1990s to Present Day
Beginning in the early 1990s and continuing through the present day is the next building boom for the campus. A focus on bringing the research, laboratory, classroom, and office space up to current standards has led to an increase in academic and support buildings, with a commesurate increase in student housing. Additionally, all of those buildings were built as sustainable buildings, achieving LEED status. The focus on post-modern, sustainable design has created a departure from the modernist stylings of Pereira and Luckman.
While a few buildings reference the earlier design with tiled roof accents, most of the buildings are designed for the 21st century. In addition to the changes in architectural style, there are also changes in the make up of the archive. As architects create almost exclusively on computer, using computer-aided-drafting programs, the quantity and type of materials being collected by the ADC changes. Gone are the hand drawn floor plans, replaced by easily printed computer designed plans. And while a few architects still utilize personally drawn/sketched presentation boards, even those have become computer designed.

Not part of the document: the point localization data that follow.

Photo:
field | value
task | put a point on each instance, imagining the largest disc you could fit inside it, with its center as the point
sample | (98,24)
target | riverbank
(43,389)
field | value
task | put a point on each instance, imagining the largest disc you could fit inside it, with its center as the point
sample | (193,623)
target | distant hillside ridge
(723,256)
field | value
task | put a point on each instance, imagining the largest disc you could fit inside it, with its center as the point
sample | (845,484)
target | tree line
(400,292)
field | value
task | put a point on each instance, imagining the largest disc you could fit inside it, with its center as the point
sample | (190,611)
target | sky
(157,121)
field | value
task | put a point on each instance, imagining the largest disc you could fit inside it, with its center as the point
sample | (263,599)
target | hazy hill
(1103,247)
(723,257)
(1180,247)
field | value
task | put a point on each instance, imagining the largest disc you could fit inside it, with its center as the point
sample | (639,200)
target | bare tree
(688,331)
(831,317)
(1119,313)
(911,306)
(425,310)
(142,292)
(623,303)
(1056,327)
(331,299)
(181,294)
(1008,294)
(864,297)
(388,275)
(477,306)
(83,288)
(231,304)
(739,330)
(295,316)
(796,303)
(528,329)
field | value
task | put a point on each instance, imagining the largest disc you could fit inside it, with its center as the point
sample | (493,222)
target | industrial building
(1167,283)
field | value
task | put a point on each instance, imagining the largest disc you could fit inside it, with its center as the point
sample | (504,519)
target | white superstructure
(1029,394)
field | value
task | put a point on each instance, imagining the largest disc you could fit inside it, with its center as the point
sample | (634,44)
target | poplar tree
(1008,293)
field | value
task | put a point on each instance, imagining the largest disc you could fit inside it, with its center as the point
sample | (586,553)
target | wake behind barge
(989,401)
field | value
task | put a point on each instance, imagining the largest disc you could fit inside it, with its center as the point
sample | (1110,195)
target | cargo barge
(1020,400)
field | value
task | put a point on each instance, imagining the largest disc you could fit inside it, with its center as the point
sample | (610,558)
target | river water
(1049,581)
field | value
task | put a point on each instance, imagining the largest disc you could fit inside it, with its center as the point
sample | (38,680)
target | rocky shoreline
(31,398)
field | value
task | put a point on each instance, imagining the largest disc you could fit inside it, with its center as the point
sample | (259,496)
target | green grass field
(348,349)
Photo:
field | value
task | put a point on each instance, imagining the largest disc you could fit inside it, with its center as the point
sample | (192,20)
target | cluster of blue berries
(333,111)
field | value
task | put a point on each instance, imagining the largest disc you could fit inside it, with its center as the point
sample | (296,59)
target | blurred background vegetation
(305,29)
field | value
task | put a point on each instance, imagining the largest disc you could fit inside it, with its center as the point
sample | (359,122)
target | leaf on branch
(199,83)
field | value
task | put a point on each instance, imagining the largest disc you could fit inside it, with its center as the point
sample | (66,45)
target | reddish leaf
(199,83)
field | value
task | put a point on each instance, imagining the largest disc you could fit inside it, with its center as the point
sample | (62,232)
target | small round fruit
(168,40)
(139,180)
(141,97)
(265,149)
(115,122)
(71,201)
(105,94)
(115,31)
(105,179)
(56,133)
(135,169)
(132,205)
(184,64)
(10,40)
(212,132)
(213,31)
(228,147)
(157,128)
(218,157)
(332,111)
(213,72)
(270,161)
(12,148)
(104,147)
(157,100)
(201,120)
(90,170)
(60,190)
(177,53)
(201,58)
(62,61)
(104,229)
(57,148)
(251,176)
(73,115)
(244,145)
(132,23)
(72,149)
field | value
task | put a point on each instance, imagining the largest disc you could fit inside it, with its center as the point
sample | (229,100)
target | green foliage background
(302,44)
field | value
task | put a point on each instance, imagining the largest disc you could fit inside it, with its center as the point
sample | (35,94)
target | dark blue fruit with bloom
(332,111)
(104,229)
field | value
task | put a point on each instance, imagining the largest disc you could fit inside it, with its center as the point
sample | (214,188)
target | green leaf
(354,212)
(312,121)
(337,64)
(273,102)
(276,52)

As the undergraduate population of the University grew throughout the 1980s and 1990s, more room for support staff was needed. Administrative staff, teaching assistants, research assistants, and the addition of new departments and institutes necessitated constructing new buildings to house all of the offices. Buildings like the Humanities and Social Sciences complex were designed to give different departments separate spaces for faculty, staff, and graduate students, as well as classroom space.
The Kavli Institute of Theoretical Physics is an world-renwon research facility where physicists meet to collaborate on cutting edge research and investigate theortical questions. The scientists come to UCSB for extended periods of time (anywhere from one week to many months) to meet and discuss new problems in the field. The Kohn Building was originally desinged in 1994 by architect Michael Graves, and an addition was completed in 2004, also by Graves. The building was designed specifically to foster interactions between scientists, so offices and hallways are laid out in such a manner as to facilitate random meetings and impromptu discussions (with a number of blackboards in communal spaces for working out complex theoretical issues).
Renovations and Alterations
As the needs of the University changed, the campus needed to not just build new buildings, but renovate and add on to existing structures. The University Center has been expanded mulitple times, adding on Corwin Pavillion and the Multicultural Center. Engineering 2 has also added wings; and the Faculty Club filled in the swimming pool and added a wing of guest rooms to it's western side. One of the more dramatic renovations and additions was to the original 1952 Library building. The multi-year project included a gut renovation of the original building, an addition of a new three story wing on the northern end which houses Special Research Collections, and a connecting "Paseo" in between the original building and the 8 story tower. This Paseo also serves as a connecting walkway between the hard sciences on the eastern side of campus and the humanities on the western side.